Nikon invite les utilisateurs de certains appareils photo hybrides Nikon Z 6 et Z 7 à faire vérifier le système de stabilisation VR. Celui-ci peut « ne pas exploiter tout le potentiel de cette fonction« . Voici ce qu’il faut savoir sur ce rappel Nikon Z 6 et Z 7.

Nikon Z 6 et Z 7 : rappel pour mise à jour du système VR sur certains boîtiers

Rappel Nikon Z 6 et Z 7 : la stabilisation peut mieux faire

Nikon a mis en ligne ces derniers jours une information technique à l’attention des utilisateurs de Nikon Z 7 et Z 6. Certains boîtiers peuvent présenter un défaut qui limite la portée du système de stabilisation VR 5 axes IBIS.

Avec l’arrivée de nouvelles générations d’appareils photo numériques dont la construction fait appel à des composants de plus en plus complexes et des systèmes de commande électroniques tout aussi élaborés, les rappels ne sont pas rares chez les différents fabricants.

Si les éditeurs de logiciels intègrent les correctifs dans une mise à jour qui passe bien souvent inaperçue, ce n’est pas le cas des fabricants de matériel électronique qui doivent en passer par un contrôle visuel en atelier.

Depuis plusieurs années, Nikon effectue des rappels lorsque c’est nécessaire et de plus en plus tôt dans la vie de ses produits, afin d’éviter les situations conflictuelles comme celle concernant le D600. Ces rappels sont d’ailleurs souvent plus préventifs que correctifs et la plupart des utilisateurs n’ont jamais constaté le défaut (c’est le cas du problème d’assombrissement sur certains D750 par exemple).

Si vous utilisez un Nikon Z6 ou Z 7, suivez les instructions données sur le site du support pour vérifier si votre appareil photo est concerné ou non, il vous suffit pour cela de noter son numéro de série et de le saisir en ligne : support Nikon

Pour trouver le numéro de série, ouvrez l’écran arrière et notez le numéro à sept chiffres indiqué sur l’étiquette du boîtier.

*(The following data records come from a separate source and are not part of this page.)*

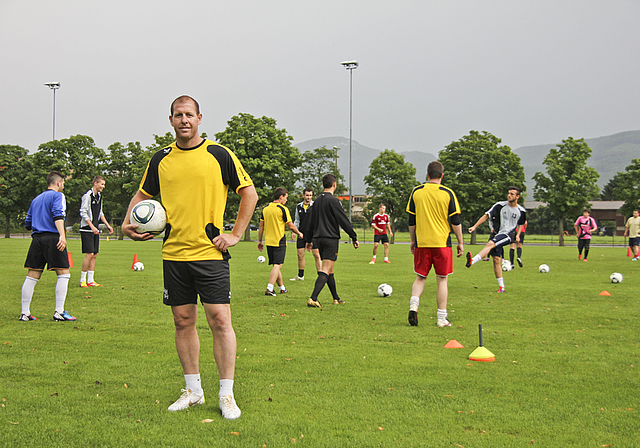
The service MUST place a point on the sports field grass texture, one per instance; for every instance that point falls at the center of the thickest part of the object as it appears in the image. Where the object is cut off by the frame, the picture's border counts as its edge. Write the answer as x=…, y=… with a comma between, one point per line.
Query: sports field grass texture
x=565, y=374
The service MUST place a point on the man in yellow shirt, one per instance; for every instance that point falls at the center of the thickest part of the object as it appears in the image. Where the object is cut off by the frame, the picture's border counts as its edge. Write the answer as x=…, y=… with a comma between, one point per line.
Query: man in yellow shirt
x=272, y=221
x=193, y=176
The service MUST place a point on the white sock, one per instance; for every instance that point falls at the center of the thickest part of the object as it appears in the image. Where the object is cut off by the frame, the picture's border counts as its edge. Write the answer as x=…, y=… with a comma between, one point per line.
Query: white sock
x=193, y=382
x=226, y=388
x=27, y=294
x=61, y=291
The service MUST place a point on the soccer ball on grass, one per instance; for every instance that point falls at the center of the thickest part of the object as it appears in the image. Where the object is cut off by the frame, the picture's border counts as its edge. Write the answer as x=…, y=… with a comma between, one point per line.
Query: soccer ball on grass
x=616, y=277
x=150, y=217
x=384, y=290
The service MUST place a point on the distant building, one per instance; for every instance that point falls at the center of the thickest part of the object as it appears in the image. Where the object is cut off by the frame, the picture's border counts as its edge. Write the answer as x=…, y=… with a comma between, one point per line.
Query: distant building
x=600, y=210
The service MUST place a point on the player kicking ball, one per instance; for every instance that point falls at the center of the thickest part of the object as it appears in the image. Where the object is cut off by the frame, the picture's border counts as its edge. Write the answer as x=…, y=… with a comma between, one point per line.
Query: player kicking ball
x=508, y=217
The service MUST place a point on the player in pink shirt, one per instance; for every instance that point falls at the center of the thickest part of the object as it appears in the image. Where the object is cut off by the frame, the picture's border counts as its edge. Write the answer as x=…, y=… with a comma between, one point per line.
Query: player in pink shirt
x=381, y=224
x=585, y=225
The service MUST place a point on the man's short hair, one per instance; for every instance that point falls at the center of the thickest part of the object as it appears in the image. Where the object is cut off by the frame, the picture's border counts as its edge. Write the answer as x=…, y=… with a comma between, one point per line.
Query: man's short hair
x=185, y=98
x=435, y=170
x=328, y=180
x=279, y=193
x=53, y=177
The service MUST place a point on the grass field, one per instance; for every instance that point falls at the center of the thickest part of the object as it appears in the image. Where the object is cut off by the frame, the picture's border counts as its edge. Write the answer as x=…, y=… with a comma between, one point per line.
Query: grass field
x=566, y=369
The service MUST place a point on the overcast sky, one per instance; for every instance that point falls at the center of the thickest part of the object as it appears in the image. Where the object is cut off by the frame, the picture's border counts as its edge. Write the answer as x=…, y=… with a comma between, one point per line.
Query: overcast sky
x=530, y=72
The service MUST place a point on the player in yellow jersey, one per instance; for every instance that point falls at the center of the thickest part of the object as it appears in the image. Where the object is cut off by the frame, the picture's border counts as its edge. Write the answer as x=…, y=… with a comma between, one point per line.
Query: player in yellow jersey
x=431, y=208
x=272, y=221
x=192, y=176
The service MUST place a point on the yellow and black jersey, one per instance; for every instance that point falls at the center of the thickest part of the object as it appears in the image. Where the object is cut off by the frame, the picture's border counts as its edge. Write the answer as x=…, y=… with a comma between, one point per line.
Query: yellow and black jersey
x=275, y=216
x=193, y=185
x=430, y=207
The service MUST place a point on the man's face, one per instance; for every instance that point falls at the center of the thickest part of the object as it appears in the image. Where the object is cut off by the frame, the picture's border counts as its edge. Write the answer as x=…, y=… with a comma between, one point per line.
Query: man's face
x=185, y=120
x=308, y=195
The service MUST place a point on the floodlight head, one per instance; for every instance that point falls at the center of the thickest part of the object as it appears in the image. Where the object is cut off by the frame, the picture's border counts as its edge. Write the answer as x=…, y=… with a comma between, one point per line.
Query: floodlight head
x=350, y=65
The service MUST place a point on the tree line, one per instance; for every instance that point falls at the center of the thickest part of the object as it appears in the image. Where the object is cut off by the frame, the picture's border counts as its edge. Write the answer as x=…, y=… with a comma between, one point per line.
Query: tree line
x=478, y=167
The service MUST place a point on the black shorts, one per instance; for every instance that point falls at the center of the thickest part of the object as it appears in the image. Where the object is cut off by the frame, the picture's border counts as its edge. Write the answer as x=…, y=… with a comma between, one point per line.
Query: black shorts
x=90, y=242
x=381, y=239
x=328, y=248
x=43, y=251
x=276, y=254
x=184, y=281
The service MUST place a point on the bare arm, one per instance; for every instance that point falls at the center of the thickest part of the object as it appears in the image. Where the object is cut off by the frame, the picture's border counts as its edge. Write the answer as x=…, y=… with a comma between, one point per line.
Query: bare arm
x=248, y=201
x=130, y=229
x=457, y=230
x=260, y=233
x=62, y=241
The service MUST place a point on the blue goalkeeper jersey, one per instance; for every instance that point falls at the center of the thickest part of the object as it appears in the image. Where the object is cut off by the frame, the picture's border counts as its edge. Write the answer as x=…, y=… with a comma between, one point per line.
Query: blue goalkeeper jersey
x=48, y=207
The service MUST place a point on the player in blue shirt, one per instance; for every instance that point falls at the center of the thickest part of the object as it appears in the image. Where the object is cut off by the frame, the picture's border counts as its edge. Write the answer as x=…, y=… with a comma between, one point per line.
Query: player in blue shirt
x=45, y=219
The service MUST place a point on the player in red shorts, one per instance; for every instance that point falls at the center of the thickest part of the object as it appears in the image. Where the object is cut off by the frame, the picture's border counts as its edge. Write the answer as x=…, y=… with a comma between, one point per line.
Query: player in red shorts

comment trouver le numéro de série du Nikon Z7 et Z6 - rappel pour défaut de système VR

Si votre appareil photo fait partie de la liste des modèles concernés, prenez contact avec le support Nikon qui se chargera de vérifier et mettre à jour les composants concernés gratuitement même si le boîtier n’est plus sous garantie (ils le sont encore tous au moment où je publie cette note mais ce ne sera plus le cas dès septembre 2019 pour les premiers clients).